The tongue of the just is as silver. (Pr 10,20)

Benjamin was first called Benoni, ‘son of my sorrow’, but afterwards Benjamin, ‘son of the right hand’ (cf. Gn 35,18). He stands for blessed Paul, who says of himself in Philippians 3:

I was circumcised the eighth day, of the stock of Israel, of the tribe of Benjamin, an Hebrew of the Hebrews; according to the Law a Pharisee, according to zeal persecuting the Church of God. (Ph 3,5-6)

Behold Benoni: first he was a son of sorrow, the son of the right hand. Acts 9 says: Saul, as yet breathing out threatenings and slaughter against the disciples of the Lord, etc. (Ac 9,1). Saul means ‘temptation’, and where there is temptation there is sorrow. Acts 8 says:

Saul made havoc of the Church, entering in from house to house and dragging away men and women to prison. (Ac 8,3)
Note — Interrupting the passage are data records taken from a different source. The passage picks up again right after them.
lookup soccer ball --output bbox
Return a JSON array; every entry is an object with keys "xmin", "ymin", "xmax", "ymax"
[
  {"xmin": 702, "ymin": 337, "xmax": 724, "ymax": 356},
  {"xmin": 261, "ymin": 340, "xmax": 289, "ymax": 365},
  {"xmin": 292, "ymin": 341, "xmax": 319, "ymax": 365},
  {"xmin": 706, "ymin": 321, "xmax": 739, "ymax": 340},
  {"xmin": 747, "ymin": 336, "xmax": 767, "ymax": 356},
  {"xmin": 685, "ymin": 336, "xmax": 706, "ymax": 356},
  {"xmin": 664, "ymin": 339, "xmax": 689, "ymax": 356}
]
The head of the Church was in heaven, the feet walked upon the earth, and Saul trod upon them. That is why the head in heaven cried out: Saul, Saul, whypersecutest thou me? (Ac 9,4 Ac 22 Ac 7). Saul tempted, and Christ as it were sorrowed, and cried out, "Temptation, temptation, why are you persecuting me? And what will be the consequence for you? Indeed, there will be consequences! For one persecution you will receive five times, forty stripes save one (2Co 11,24).You will have temptations in journeyings often, in perils of waters, in perils of robbers (cf. 2Co 11,26). You are a son of sorrow, and you will bear sorrow, for you will be thrice beaten with rods, once stoned, thrice shipwrecked (cf. 2Co 11,25)."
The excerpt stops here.